Menuju konten utama

Gadai Jadi Jalan Pintas saat Lebaran Diliputi Kelesuan Ekonomi

Layanan gadai tumbuh lantaran maraknya gelombang PHK dan kelesuan ekonomi di momen Ramadhan dan Idulfitri.

Gadai Jadi Jalan Pintas saat Lebaran Diliputi Kelesuan Ekonomi
Petugas Pegadaian melayani warga yang menggadaikan barangnya di Kantor Pegadaian Merdeka Palembang, Sumsel, Senin (12/6). ANTARA FOTO/Feny Selly

tirto.id - Sudaryono (47) kembali menggadaikan cincin kawin istrinya dan sepasang anting milik putrinya demi memenuhi kebutuhan lebaran. Menggadaikan emas perhiasan tersebut seakan sudah menjadi persiapan rutin yang dilakukannya sejak 2022. Saat itu, dia mendapat pemberitahuan pemutusan hubungan kerja (PHK) dari tempatnya bekerja sebagai satpam.
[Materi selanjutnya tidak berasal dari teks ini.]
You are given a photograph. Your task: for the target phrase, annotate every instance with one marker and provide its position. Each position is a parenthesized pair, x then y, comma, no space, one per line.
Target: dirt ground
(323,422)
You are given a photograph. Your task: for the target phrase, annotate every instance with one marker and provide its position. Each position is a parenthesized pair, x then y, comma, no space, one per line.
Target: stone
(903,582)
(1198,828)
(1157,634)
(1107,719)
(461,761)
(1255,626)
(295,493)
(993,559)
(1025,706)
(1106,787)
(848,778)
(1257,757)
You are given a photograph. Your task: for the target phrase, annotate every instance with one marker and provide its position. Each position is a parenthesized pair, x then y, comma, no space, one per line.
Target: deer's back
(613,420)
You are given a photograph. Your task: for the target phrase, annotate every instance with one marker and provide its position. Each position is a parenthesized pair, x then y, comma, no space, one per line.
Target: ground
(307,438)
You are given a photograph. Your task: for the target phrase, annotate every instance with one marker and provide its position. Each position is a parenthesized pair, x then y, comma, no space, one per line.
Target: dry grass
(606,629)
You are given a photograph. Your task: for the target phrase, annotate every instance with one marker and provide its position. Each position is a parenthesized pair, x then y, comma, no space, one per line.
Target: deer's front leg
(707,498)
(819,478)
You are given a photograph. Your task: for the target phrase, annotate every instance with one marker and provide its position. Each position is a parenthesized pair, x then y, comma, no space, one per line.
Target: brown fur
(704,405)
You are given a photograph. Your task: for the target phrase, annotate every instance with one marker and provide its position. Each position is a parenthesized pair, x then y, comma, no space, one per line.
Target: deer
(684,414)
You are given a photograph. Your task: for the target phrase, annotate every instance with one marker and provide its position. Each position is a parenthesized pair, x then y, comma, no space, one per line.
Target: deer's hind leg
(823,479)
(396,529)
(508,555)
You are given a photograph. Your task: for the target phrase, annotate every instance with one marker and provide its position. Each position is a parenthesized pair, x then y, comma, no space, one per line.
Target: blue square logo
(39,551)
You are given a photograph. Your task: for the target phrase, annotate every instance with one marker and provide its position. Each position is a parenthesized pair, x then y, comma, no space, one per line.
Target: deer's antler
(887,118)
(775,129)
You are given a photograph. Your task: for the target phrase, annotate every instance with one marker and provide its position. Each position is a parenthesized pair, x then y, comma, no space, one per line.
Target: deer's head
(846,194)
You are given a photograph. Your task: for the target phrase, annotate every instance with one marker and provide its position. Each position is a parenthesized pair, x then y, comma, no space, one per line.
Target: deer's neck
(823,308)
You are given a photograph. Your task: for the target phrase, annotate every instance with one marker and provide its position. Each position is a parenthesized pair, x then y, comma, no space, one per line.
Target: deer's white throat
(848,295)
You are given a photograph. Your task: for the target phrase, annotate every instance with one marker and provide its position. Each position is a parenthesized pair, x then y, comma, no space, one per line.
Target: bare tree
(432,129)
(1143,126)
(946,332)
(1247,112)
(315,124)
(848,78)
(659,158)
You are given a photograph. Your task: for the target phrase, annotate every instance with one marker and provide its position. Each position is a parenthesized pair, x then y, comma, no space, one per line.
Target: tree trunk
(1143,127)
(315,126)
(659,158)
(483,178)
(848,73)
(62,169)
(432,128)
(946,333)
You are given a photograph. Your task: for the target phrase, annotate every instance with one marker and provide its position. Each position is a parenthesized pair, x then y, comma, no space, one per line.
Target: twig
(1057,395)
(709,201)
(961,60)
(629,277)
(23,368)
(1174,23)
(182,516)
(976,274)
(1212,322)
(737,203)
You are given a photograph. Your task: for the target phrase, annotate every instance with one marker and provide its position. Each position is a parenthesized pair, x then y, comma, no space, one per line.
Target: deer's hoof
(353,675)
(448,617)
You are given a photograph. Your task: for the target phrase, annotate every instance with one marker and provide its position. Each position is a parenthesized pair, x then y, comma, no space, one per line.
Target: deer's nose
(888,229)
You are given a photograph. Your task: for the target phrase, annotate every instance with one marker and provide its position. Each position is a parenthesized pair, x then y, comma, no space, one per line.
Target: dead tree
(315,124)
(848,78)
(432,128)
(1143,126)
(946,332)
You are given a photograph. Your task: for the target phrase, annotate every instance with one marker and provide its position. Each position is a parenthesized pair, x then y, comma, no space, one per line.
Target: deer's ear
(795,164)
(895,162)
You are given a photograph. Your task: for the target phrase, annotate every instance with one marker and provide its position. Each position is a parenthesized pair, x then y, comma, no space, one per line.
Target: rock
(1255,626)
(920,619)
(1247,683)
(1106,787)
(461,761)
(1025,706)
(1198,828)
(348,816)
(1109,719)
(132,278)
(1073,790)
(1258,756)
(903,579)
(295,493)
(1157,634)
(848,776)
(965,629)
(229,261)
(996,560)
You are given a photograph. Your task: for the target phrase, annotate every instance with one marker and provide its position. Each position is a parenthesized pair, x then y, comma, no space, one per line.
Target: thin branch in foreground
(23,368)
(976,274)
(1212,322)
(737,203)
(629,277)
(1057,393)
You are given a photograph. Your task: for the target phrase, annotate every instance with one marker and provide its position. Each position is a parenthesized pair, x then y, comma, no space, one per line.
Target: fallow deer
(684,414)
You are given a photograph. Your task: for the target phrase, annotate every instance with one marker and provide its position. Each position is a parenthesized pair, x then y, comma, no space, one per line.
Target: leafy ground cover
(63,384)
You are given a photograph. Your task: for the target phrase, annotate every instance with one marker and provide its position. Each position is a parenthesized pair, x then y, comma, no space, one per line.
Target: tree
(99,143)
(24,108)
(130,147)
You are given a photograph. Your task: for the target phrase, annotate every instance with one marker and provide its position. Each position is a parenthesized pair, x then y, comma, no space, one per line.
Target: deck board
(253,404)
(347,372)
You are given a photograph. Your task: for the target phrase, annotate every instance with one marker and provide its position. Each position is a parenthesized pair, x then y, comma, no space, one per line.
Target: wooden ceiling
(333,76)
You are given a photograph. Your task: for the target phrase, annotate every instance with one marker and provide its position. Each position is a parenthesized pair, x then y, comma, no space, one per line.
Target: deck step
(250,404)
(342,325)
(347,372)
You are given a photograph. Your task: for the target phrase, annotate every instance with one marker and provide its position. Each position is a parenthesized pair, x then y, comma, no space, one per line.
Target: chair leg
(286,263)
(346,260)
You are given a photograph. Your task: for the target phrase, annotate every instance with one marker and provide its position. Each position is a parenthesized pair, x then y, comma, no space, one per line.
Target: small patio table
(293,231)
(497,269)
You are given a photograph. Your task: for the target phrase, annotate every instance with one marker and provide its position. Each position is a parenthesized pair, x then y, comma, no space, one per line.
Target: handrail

Rencananya, hasil gadai dari cincin kawin dan sepasang anting yang hanya sebesar Rp1,88 juta itu bakal digunakannya untuk mudik bersama istri serta putra dan putrinya pada Kamis (27/3/2025). Hasil gadai yang didapatnya itu sudah termasuk potongan biaya administrasi sebesar 1 persen, biaya jasa 3 persen, dan biaya asuransi Rp10 ribu.

Sudaryono menyadari bahwa harga gadai emas tersebut jauh lebih rendah ketimbang bila dia menjualnya. Namun, itu tak masalah karena baik cincin kawin maupun anting bermotif Mickey Mouse milik putrinya itu bisa dia ambil kembali dan digadaikan lagi lain waktu.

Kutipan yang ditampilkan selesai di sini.